Son, evidentemente, muchas vidas para condensar en 234 páginas. Y puede que éste sea uno de los puntos flojos de Vidas perpendiculares. Dada la premisa fundamental de la novela, el problema es que su estructura lineal – la médula es Jerónimo, pero la vida de la joven griega adquiere gran protagonismo, mucho más que las otras – choca en ocasiones con los relatos intercalados. No se trata de un choque torpe (Enrigue realiza un loable experimento narrativo y los resultados son ciertamente óptimos), sino que exige mucha atención y dedicación por parte del lector. Enrigue hace confluir las vidas no solamente en un mismo capítulo sino también en un mismo párrafo, en el cual el ‘yo’ que iniciaba la narración puede estar en México, por ejemplo, y de repente ese mismo ‘yo’ nos habla desde Palestina, veinte siglos antes. Es algo que el lector debe tomar en cuenta si no quiere perder el hilo de la narración que propone Enrigue.

Para mí, lo mejor de Vidas perpendiculares es la visión del mundo de Jerónimo, estampada con un excelente sentido del humor por un niño que no es niño, puesto que ha ido adquiriendo, merced a su memoria, conocimientos antiquísimos de lo que es la condición humana: “toda la gama de los olores y formas que puede tener una vagina o el agarroso sabor del semen en la boca, el crujido de la espina dorsal cuando se arranca de tajo una cabeza, los límites precisos del dolor humano y lo que se necesita para infligirlo”.
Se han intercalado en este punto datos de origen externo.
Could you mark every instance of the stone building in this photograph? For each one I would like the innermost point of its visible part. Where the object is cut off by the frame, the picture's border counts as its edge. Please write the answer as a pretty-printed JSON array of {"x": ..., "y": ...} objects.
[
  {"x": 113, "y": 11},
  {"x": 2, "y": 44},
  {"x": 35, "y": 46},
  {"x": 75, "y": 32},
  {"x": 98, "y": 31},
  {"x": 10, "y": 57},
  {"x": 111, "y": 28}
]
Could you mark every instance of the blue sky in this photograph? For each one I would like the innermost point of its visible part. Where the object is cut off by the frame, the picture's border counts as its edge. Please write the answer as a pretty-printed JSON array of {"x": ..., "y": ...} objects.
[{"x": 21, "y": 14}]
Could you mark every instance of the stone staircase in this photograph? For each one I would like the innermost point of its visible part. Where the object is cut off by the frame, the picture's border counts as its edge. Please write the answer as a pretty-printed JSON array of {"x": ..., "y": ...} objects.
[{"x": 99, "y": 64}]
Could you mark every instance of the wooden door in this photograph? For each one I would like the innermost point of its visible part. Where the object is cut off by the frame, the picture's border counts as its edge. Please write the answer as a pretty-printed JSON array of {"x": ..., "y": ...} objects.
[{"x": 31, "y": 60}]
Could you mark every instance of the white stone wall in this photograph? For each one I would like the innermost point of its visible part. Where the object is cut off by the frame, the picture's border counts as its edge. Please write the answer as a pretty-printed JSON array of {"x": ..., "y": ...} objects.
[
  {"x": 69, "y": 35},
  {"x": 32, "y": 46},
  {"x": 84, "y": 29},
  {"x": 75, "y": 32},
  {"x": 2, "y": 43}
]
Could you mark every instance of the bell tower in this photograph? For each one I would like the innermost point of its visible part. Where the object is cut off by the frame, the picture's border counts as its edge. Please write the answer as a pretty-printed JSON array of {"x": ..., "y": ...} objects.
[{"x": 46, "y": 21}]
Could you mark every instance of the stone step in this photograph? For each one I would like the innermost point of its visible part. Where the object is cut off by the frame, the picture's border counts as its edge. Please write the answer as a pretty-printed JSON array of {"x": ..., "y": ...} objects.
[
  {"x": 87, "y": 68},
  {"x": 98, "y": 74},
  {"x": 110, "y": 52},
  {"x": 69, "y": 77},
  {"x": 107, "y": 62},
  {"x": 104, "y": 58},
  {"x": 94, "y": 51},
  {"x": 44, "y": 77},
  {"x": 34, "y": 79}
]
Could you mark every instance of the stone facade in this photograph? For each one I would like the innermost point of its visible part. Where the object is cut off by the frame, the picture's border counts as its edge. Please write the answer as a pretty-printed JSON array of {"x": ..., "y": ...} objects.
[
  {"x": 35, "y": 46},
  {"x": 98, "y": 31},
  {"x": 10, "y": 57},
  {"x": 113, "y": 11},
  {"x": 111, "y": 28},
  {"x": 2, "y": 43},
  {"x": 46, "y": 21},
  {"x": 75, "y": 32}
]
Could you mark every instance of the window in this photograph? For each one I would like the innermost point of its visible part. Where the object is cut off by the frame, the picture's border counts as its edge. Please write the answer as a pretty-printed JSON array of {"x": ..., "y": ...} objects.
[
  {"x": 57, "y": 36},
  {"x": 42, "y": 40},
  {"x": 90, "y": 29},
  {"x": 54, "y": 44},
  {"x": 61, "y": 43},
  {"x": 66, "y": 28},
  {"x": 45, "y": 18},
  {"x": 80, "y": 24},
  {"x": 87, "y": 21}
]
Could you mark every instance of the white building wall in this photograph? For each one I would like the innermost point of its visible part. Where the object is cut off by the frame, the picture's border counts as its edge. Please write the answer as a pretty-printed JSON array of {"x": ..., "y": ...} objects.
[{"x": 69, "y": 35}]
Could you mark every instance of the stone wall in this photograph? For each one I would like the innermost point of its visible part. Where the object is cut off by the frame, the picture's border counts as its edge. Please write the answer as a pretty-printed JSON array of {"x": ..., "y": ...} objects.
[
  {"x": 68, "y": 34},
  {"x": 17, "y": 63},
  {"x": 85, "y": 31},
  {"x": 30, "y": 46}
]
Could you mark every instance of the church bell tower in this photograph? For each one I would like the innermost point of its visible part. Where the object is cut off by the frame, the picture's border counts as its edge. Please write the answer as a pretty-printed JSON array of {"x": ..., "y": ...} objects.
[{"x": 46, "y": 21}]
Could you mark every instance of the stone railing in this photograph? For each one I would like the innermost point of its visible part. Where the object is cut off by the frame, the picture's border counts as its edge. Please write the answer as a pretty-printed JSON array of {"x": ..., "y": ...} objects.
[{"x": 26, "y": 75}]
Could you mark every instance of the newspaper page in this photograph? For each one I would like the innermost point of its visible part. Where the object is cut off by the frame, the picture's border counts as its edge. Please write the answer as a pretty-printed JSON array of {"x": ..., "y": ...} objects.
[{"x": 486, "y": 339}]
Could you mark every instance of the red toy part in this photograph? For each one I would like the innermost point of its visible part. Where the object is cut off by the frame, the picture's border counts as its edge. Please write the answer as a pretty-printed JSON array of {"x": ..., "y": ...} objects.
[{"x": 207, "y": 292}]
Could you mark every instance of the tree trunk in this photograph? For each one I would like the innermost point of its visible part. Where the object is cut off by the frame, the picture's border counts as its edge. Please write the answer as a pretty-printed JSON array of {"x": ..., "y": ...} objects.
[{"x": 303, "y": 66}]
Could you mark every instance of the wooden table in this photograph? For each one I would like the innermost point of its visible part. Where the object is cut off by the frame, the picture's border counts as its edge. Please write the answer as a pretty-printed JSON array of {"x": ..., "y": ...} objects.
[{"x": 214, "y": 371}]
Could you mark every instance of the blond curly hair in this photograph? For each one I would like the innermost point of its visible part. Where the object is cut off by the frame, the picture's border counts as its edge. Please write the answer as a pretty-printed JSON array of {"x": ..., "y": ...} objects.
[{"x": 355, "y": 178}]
Mientras que la ensambladura de la trama principal con los diferentes relatos de las otras ‘vidas’ que Jerónimo rememora no es siempre sólida (en mi opinión, la ‘vida’ de la joven griega y su relación con Saulo de Tarso se extiende mucho más de lo necesario y pertinente, y puede llegar a desinteresar al lector), pienso que el principal logro de Vidas perpendiculares estriba en el modo en que Enrigue supera la resistencia mutua que hay entre realismo y fantasía. Y es que la narración de Jerónimo no tiene desperdicio alguno.

Tiranizado por un padre autoritario, Jerónimo queda desterrado en su propio hogar, obligado a vivir con las criadas. Sus primeros años de vida están marcados por el miedo, y es ese miedo lo que establece la conexión primordial entre su vida y las otras vidas pasadas, como cuando es un miembro de la tribu prehistórica o cuando en el siglo XVII, en una Nápoles que conspira contra Venecia, está a punto de morir a manos de su propio padre (un diplomático español que también cultivó la poesía, y cuyo famoso soneto ‘A un hombre de gran nariz’ puedes leer traducido al inglés y comentado aquí).